Rafael Felipe Oteriño, la caverna y otros poemas


CRUJIDO

Viejo crujido de la escalera,
me has acompañado hasta aquí.

Cuando, debiendo llegar a tiempo, me demoraba,
trepado a invisibles caballos en el camino.

Y cuántas veces cerraste la puerta al dedo incisivo,
disimulando el metal de las palabras

          con pisadas de gato.

Ahora se mueve enorme tu péndulo:
toca los extremos de lo que no ha llegado aún
          y ya no pesa.

Como el cazador que ve una luz,
          y a esa luz se encamina,
subo y bajo despacio:

hasta que lo más duro de la oscuridad se disuelva.


VISIBLE, INVISIBLE

Miraba a través de las ventanas
y nunca era lo mismo:
el paso de los hombres y los ganados,
las nubes por encima de las cabezas:
todo era distinto cuando lo miraba por segunda vez.

Lo que a la mañana era dardo o trigo o bola de billar,
a la noche era fósforo
y permanecía encendido como el mismo sol.
La propia sombra era una figura desconocida,
recortada en el suelo.

También la lluvia era otra, ¿quién podía reconocerla
por sus largos silbidos?,
¿qué la mantenía unida a la infancia?,
¿qué hizo que fuera consuelo y no abrigo?
¿Qué hay, fuera de foco, entre el presente y el pasado?

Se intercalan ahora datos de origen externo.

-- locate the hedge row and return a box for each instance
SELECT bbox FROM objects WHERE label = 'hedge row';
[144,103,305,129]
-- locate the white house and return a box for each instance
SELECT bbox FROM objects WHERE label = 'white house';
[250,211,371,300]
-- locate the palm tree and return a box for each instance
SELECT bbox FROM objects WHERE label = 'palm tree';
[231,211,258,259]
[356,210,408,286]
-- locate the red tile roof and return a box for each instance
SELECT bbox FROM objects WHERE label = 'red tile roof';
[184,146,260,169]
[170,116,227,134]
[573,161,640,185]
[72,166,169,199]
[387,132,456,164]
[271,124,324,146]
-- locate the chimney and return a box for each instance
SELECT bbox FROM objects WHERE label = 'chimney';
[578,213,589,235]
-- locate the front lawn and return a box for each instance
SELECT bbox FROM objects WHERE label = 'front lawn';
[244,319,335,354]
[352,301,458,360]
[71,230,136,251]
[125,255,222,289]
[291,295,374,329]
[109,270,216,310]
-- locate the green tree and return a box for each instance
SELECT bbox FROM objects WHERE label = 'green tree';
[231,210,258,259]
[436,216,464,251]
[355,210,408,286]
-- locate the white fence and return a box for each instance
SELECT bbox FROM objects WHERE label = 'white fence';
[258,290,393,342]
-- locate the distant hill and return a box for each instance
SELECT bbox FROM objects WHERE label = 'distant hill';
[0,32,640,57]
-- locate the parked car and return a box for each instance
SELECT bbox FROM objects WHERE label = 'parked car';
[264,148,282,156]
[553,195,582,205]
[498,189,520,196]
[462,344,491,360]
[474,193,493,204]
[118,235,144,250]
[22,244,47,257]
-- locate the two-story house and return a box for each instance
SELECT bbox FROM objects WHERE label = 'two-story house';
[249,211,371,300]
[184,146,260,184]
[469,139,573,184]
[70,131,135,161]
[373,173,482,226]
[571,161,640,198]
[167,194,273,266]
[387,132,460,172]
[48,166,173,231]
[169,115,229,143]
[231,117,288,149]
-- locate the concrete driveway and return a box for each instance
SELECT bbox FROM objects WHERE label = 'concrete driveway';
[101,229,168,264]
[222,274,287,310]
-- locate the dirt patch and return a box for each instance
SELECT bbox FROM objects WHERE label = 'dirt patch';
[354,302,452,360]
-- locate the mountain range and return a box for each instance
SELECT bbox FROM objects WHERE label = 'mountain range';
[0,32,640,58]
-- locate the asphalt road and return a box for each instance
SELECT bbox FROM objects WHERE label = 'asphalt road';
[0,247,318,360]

La vida toma de la vida su insistencia.
Todavía aturdida por la oscuridad,
no cesa de sustituir lo visible por lo invisible,
y de dar a lo invisible
forma de pájaro, de pez, de lirio joven: de rostro.



LA CAVERNA


Tiene la sustancia del mundo: la oscuridad.
Una boca por entero abierta,
silencios de gigante que no se entienden.
El viento ha arrojado allí unas pocas palabras
          y las repite,
pero no son más que palabras, pues no regresan.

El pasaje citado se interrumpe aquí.